Da feudo delle milizie fedeli a Teheran a terreno di scontro tra Israele e Turchia. Da ieri è questo il nuovo volto della Siria. Un cambio d'immagine anticipato già lunedì sera dal premier israeliano Benjamin Netanyahu pronto, ha detto, a «cambiare il volto del Medioriente». Una promessa concretizzatasi già lunedì notte, quando i cacciabombardieri israeliani hanno distrutto la marina militare siriana e colpito alcuni depositi di armi chimiche e di missili a lungo raggio. Operazioni subito rivendicate dal ministro della difesa Israel Katz, che ha confermato la distruzione delle navi siriane parlando di «grande successo». Ma i raid sono stati duramente condannati dalla Turchia che ha denunciato la «mentalità dell'occupazione» di Israele. «In questo momento delicato in cui emerge la possibilità di arrivare alla pace e alla stabilità tanto attese dai siriani, Israele mostra ancora una volta la sua mentalità di occupante - sottolinea un comunicato del ministero degli esteri di Ankara che - condanna con forza l'avanzata di Israele sul territorio siriano in violazione dell'Accordo sul disimpegno del 1974». Condanne ribadite da Recep Tayyip Erdogan durante una telefonata con Giorgia Meloni, in cui il presidente turco ha definito «un'aggressione» i raid israeliani aggiungendo che «questo atteggiamento non contribuisce alla stabilità della Siria». La premier ha ribadito «l'importanza di preservare l'unità e l'integrità territoriale della Siria e di assicurare una transizione pacifica e inclusiva che possa anche contribuire alla stabilità regionale». Ma la tensione resta alta.
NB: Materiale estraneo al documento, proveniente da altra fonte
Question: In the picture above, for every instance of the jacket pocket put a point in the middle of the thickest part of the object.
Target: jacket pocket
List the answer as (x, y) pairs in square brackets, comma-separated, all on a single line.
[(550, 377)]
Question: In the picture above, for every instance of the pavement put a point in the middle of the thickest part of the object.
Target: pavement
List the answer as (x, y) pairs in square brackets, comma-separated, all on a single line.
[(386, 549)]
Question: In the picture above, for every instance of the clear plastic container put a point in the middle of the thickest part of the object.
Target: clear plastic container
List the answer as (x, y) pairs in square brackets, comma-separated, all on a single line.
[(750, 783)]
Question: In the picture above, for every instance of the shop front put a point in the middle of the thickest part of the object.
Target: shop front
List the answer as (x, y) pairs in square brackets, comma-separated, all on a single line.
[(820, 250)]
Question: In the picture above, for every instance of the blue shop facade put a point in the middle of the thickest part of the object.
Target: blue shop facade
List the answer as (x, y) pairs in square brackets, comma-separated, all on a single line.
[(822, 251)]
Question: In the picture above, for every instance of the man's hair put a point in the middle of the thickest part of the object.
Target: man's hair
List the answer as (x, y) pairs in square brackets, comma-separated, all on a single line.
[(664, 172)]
Le incursioni erano state anticipate lunedì dal ministro degli esteri israeliano Gideon Saar che aveva accennato alla necessità d'impedire la caduta di armamenti strategici «nelle mani degli estremisti».
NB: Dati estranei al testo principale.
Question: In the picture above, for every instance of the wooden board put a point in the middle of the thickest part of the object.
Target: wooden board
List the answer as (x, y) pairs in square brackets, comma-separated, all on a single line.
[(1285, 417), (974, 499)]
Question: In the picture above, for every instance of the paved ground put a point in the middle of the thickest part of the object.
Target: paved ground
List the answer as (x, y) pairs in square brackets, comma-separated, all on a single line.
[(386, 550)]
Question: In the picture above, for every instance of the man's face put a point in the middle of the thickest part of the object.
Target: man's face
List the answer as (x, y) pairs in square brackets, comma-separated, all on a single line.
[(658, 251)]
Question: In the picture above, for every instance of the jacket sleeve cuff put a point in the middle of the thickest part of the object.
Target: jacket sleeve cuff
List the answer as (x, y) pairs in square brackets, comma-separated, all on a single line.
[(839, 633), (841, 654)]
A differenza delle nazioni occidentali, Israele crede poco alle promesse di Abu Mohammad Al Jolani, l'ex-terrorista capo di Hayat Tahrir Al Sham, che dopo la conquista di Damasco si è detto pronto a collaborare con la comunità internazionale. «Siamo intenzionati - ha detto ieri Netanyahu, spiegando di aver eliminato l'80% delle capacità militari dell'esercito siriano - a fare tutto il necessario per garantire la nostra sicurezza. In questo contesto, ho autorizzato l'aviazione a bombardare le capacità militari strategiche lasciate dall'esercito siriano, affinché non finiscano nelle mani dei jihadisti». Intenzioni anticipate lunedì dal suo ministro degli esteri. «Non faccio il profeta e non so quel che succederà in futuro - aveva detto Saar - ma è importante fare subito tutti i passi necessari a garantire la sicurezza d'Israele». Tra questi vi è l'avanzata oltre la zona demilitarizzata del Golan.
Secondo fonti siriane, le avanguardie israeliane si sono attestate a Beqasee, villaggio parecchi chilometri oltre la parte siriana della fascia smilitarizzata del Golan. Il villaggio, distante 25 chilometri da Damasco, si trova alle pendici del Monte Hermon raggiunto già domenica dalle forze israeliane. Secondo il ministro della difesa Kaatz, l'operazione punta a creare una «zona di sicurezza libera da armi strategiche e infrastrutture terroristiche». Ieri mattina i portavoce israeliani avevano smentito invece le voci su una presunta avanzata fino alle porte di Damasco.
Le operazioni israeliane fanno seguito all'ordine di Netanyahu di assumere il controllo della zona smilitarizzata stabilita nel 1974, sette anni dopo l'occupazione israeliana del Golan. Un territorio annesso da Israele nel 1981, ma considerato ancora territorio siriano dall'ordinamento internazionale.